Today, the Gospel calls forth Christianity’s most significant deed: the death and resurrection of Jesus. Today, we also make the Good Thief's plea: “Jesus, remember me” (Lk 23:42). “At the Lord's Table we do not commemorate martyrs in the same way that we do others who rest in peace so as to pray for them, but rather that they may pray for us that we may follow in their footsteps” —St. Augustine said in one of his Sermons. At least once a year, we Christians wonder which is the sense of life and which is that of our death and resurrection. It is on All Souls' day, which St. Augustine has separated from All Saints' Day.
Mankind’s sufferings are the same as those of the Church and, without any doubt, they both believe that all human suffering means somehow the loss of life. This is why the loss of a dearest one provokes such an unbearable pain that not even faith may alleviate it. Thus, men have always desired to bestow honors on their departed ones. Memory is, in fact, one way to make present those who are no longer by our side, to perpetuate their life. But time makes our remembrances of their psychological and social mechanisms fade gradually. Yet, if from a strictly human point of view this can drive us to be anguished, as Christians, thanks to the resurrection, we may have peace. The advantage of our believing in the resurrection is that it allows us to trust that, despite our oblivion, we shall meet again in the other life.

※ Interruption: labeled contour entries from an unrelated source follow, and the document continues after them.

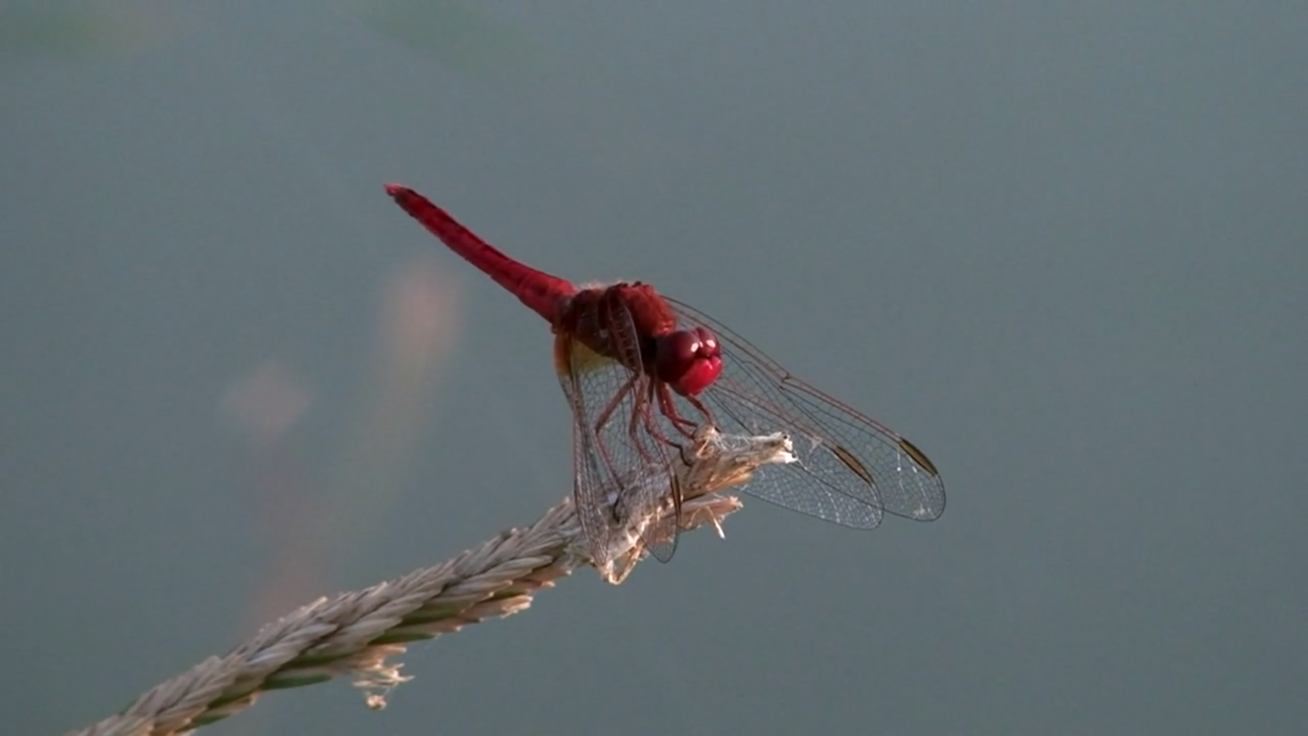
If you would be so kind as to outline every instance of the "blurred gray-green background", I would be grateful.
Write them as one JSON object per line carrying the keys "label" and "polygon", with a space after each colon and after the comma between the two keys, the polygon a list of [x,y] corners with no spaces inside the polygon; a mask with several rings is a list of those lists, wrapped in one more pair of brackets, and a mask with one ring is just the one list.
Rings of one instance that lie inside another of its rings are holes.
{"label": "blurred gray-green background", "polygon": [[9,3],[0,724],[569,491],[545,325],[383,194],[640,278],[922,447],[263,733],[1291,733],[1308,5]]}

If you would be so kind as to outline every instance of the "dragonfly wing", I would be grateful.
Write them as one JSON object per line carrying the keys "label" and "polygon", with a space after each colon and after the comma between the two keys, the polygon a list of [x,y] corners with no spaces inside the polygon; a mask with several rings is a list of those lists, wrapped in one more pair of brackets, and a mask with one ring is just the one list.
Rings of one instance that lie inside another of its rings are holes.
{"label": "dragonfly wing", "polygon": [[[638,352],[630,316],[620,304],[600,303],[596,334],[600,355],[576,335],[560,335],[560,381],[573,410],[574,500],[591,557],[603,564],[611,543],[630,520],[659,561],[672,558],[678,540],[680,495],[672,448],[659,441],[650,414],[650,377]],[[630,368],[632,365],[636,369]],[[671,506],[670,512],[659,512]]]}
{"label": "dragonfly wing", "polygon": [[799,462],[760,470],[747,492],[846,526],[872,528],[883,512],[931,521],[944,483],[916,445],[794,377],[721,322],[667,300],[689,325],[717,334],[723,371],[704,392],[725,431],[791,433]]}

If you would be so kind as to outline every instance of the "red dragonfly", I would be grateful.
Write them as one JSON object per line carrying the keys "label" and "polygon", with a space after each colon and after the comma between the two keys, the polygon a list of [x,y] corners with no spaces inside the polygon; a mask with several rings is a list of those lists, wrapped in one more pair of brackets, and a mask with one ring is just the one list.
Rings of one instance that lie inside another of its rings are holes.
{"label": "red dragonfly", "polygon": [[613,524],[650,503],[636,498],[650,483],[633,482],[649,469],[667,473],[659,487],[674,513],[642,540],[671,559],[681,504],[674,469],[708,424],[795,439],[797,462],[760,469],[746,483],[764,500],[857,529],[876,526],[887,512],[918,521],[944,512],[944,483],[922,451],[702,312],[641,282],[578,288],[505,255],[412,189],[386,191],[553,329],[555,368],[574,415],[573,498],[596,566],[612,557]]}

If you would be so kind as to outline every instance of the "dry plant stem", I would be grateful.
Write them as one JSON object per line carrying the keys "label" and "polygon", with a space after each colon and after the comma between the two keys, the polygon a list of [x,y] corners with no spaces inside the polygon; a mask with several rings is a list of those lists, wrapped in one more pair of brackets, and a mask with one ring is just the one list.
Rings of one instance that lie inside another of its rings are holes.
{"label": "dry plant stem", "polygon": [[[734,445],[713,445],[683,469],[683,525],[712,524],[721,533],[721,520],[739,509],[740,502],[713,494],[747,481],[759,465],[789,462],[789,440],[782,445],[778,437],[747,437],[746,444],[734,437]],[[525,610],[538,589],[590,564],[578,554],[581,549],[581,525],[568,499],[532,526],[504,532],[449,562],[319,598],[264,626],[226,656],[207,659],[146,691],[123,712],[69,736],[188,733],[250,707],[269,690],[343,674],[358,677],[356,685],[369,691],[369,707],[385,707],[385,693],[407,680],[400,665],[387,664],[388,657],[404,652],[409,642]],[[644,557],[638,541],[627,555],[629,572]]]}

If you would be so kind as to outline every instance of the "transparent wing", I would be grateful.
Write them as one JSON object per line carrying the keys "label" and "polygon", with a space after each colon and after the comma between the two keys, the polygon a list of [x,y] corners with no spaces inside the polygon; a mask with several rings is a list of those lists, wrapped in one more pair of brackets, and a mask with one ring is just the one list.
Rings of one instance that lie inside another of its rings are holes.
{"label": "transparent wing", "polygon": [[[641,540],[667,562],[678,541],[680,492],[672,462],[679,456],[661,440],[664,431],[651,413],[650,377],[641,369],[640,340],[627,309],[602,303],[590,325],[607,352],[620,359],[598,354],[574,335],[560,335],[557,342],[565,367],[560,382],[574,416],[573,498],[582,532],[591,558],[603,563],[623,524],[650,519]],[[657,513],[663,506],[671,512]]]}
{"label": "transparent wing", "polygon": [[[666,297],[664,297],[666,299]],[[667,299],[684,325],[714,331],[723,371],[698,398],[726,432],[789,432],[799,462],[761,469],[743,490],[845,526],[871,529],[883,512],[933,521],[944,482],[930,458],[884,424],[791,376],[748,340]]]}

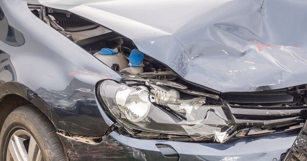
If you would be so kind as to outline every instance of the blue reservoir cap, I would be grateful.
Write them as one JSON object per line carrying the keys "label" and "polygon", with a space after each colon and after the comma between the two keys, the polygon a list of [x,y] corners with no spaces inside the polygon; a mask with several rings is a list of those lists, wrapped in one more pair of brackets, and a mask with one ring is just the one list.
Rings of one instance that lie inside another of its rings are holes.
{"label": "blue reservoir cap", "polygon": [[117,51],[115,50],[105,48],[101,49],[101,50],[98,52],[98,54],[101,55],[112,55],[116,54]]}
{"label": "blue reservoir cap", "polygon": [[129,55],[129,66],[142,66],[141,64],[144,60],[144,53],[138,49],[133,49]]}

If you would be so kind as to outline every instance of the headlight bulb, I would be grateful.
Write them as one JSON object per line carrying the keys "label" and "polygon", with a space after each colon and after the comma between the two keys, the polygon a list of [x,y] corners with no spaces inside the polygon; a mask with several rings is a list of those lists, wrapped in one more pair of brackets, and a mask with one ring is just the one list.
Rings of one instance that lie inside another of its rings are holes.
{"label": "headlight bulb", "polygon": [[[109,90],[103,90],[103,89]],[[116,109],[111,109],[111,112],[114,114],[120,115],[118,117],[126,118],[132,122],[138,122],[146,118],[151,105],[148,91],[144,86],[134,88],[106,80],[101,83],[100,95],[104,98],[108,96],[113,98],[115,101],[114,103],[120,112]],[[123,113],[124,116],[120,113]]]}

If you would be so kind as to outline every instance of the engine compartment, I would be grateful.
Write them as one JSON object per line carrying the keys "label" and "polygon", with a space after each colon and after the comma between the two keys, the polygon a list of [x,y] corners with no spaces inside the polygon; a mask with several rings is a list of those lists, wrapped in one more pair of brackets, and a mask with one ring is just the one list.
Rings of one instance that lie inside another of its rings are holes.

A second advantage is that, by remembering the deceased, we also pray for them. We do it from the bottom of our heart, through our intimacy with God, and each time we pray together in the Eucharist: in front of the mystery of death and life, we are not alone but we share it as members of Christ's Body. Even more so: we see the Cross, suspended between Heaven and Earth, and we know that a communion between us and our departed loved ones has been established. Hence, as St. Francis gratefully proclaimed: “Praise to You, O Lord our God, for our Sister Death.”